Manhattan UHI Data Set Creation

This page describes the measurements and processing needed to produce usuable data sets out of the walking field campaigns, the mounted instrumentation, and the surface characterization.

Walking Field Campaigns

Teams of field agents would be deployed simultaneously across Manhattan during the hottest part of the day, walking predetermined routes while measureing temperature and relative humidity. Illumination sensors were included in most measurements and may be used to confine all measurements to shady locations.

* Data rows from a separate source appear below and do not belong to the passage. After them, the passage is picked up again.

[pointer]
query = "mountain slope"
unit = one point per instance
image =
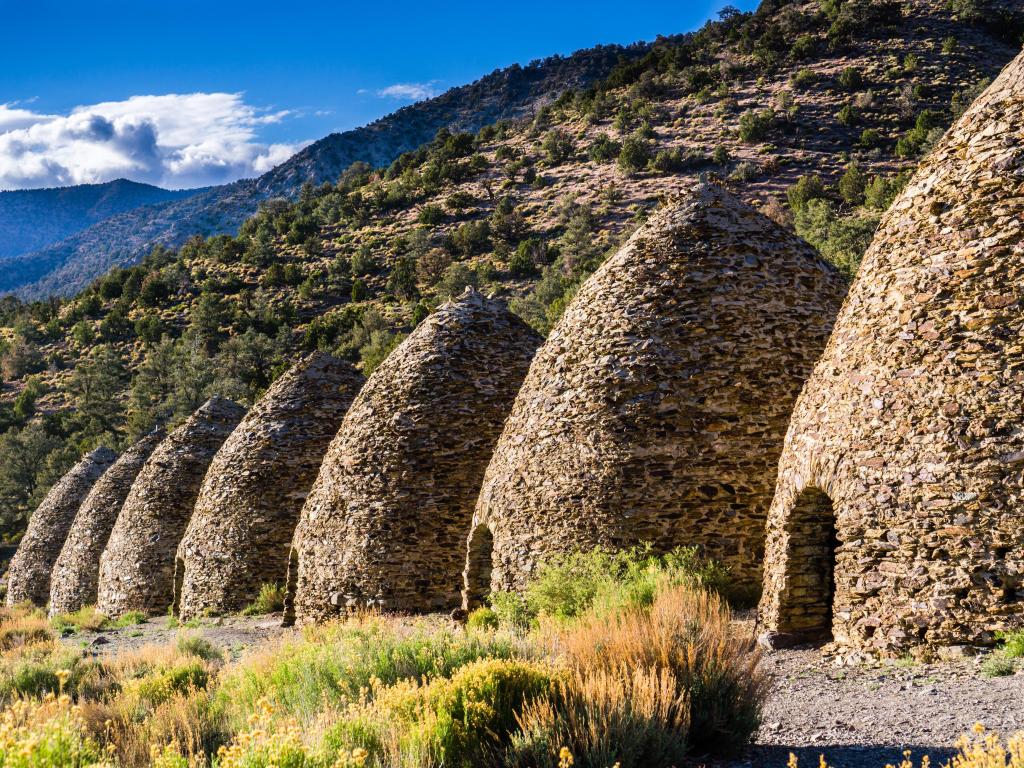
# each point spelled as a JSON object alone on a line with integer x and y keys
{"x": 812, "y": 111}
{"x": 31, "y": 219}
{"x": 512, "y": 92}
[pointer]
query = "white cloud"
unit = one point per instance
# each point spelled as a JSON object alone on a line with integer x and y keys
{"x": 174, "y": 140}
{"x": 410, "y": 91}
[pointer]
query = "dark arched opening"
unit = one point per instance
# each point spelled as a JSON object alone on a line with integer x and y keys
{"x": 179, "y": 579}
{"x": 288, "y": 620}
{"x": 809, "y": 589}
{"x": 478, "y": 567}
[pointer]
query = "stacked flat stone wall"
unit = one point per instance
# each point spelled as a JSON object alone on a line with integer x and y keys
{"x": 907, "y": 440}
{"x": 242, "y": 529}
{"x": 76, "y": 572}
{"x": 136, "y": 569}
{"x": 386, "y": 522}
{"x": 30, "y": 570}
{"x": 655, "y": 411}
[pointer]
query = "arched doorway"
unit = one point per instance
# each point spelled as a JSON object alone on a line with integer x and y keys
{"x": 809, "y": 583}
{"x": 179, "y": 579}
{"x": 291, "y": 581}
{"x": 478, "y": 566}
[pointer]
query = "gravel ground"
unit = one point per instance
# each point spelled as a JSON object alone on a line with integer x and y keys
{"x": 866, "y": 715}
{"x": 233, "y": 634}
{"x": 859, "y": 716}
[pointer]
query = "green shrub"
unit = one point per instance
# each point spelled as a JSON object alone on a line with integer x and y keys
{"x": 1012, "y": 643}
{"x": 804, "y": 46}
{"x": 805, "y": 189}
{"x": 603, "y": 148}
{"x": 511, "y": 609}
{"x": 559, "y": 145}
{"x": 333, "y": 664}
{"x": 848, "y": 116}
{"x": 464, "y": 720}
{"x": 430, "y": 215}
{"x": 997, "y": 666}
{"x": 869, "y": 138}
{"x": 841, "y": 240}
{"x": 882, "y": 190}
{"x": 635, "y": 155}
{"x": 851, "y": 79}
{"x": 269, "y": 600}
{"x": 852, "y": 184}
{"x": 804, "y": 79}
{"x": 483, "y": 619}
{"x": 567, "y": 586}
{"x": 754, "y": 125}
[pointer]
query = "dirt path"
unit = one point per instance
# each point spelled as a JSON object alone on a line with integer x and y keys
{"x": 867, "y": 715}
{"x": 233, "y": 634}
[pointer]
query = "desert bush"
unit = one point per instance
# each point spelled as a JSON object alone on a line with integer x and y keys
{"x": 332, "y": 664}
{"x": 841, "y": 240}
{"x": 482, "y": 619}
{"x": 631, "y": 718}
{"x": 603, "y": 148}
{"x": 567, "y": 586}
{"x": 47, "y": 733}
{"x": 997, "y": 666}
{"x": 635, "y": 155}
{"x": 804, "y": 79}
{"x": 1012, "y": 643}
{"x": 754, "y": 125}
{"x": 804, "y": 190}
{"x": 269, "y": 600}
{"x": 19, "y": 627}
{"x": 687, "y": 633}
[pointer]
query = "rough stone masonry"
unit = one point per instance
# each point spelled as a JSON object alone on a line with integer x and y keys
{"x": 136, "y": 569}
{"x": 241, "y": 531}
{"x": 76, "y": 573}
{"x": 656, "y": 409}
{"x": 386, "y": 522}
{"x": 897, "y": 521}
{"x": 29, "y": 574}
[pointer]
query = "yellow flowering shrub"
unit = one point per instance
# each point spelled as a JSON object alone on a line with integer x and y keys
{"x": 46, "y": 733}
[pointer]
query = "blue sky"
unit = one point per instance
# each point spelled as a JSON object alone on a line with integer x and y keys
{"x": 239, "y": 86}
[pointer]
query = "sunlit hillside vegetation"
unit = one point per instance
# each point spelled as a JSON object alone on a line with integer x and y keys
{"x": 813, "y": 111}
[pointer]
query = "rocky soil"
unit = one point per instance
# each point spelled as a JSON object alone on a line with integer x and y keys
{"x": 866, "y": 715}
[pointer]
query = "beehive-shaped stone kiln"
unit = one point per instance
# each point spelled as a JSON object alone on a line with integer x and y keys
{"x": 897, "y": 519}
{"x": 77, "y": 570}
{"x": 30, "y": 570}
{"x": 386, "y": 521}
{"x": 656, "y": 409}
{"x": 136, "y": 569}
{"x": 241, "y": 532}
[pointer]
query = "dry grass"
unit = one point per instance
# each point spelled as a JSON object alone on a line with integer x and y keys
{"x": 24, "y": 626}
{"x": 689, "y": 634}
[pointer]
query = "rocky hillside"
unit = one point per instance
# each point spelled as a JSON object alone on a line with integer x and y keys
{"x": 66, "y": 266}
{"x": 811, "y": 111}
{"x": 31, "y": 219}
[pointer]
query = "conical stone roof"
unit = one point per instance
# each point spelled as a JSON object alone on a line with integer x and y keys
{"x": 77, "y": 569}
{"x": 656, "y": 409}
{"x": 29, "y": 573}
{"x": 386, "y": 521}
{"x": 253, "y": 494}
{"x": 897, "y": 521}
{"x": 136, "y": 569}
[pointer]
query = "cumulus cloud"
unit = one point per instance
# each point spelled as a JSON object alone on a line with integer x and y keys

Instrumentation - The field campaigns used a set of 8 handheld data loggers with accompanying relative humidity sensor, surface temperature probe, and light detector. All are manufactered by Vernier corporation with characteristics summarized in the table below. The surface temperature sensor was selected for its low heat capacity leading to a fast response time. The thermal response time was estimated by quickly changing environments and collecting data once per second as the measurements relaxed to the new conditions. The instrument characteristics are shown in the table below, with the light meter omitted because it is only used to differentiate between direct sun and shade.

Vernier Instrument Resolution/Accuracy Response Time
Labquest 1 Data Logger NA NA
Surface temperature Probe 0.03 C/0.2 C ~20 seconds
Relative Humidity Sensor 0.5%/10% ~ 1 minute

The instruments were mounted on white cardboard sheathed with white paper, with the ends of the probes sheilded from sunlight by a foam cup. The temperature probe was positioned to be in free air in the middle of the cup. If a light sensor was used it was mounted looking upwards. The instrument pack was mounted on backpacks filled with books or clothing to shield from body heat, and were mounted at a uniform 1.5 meters above the ground.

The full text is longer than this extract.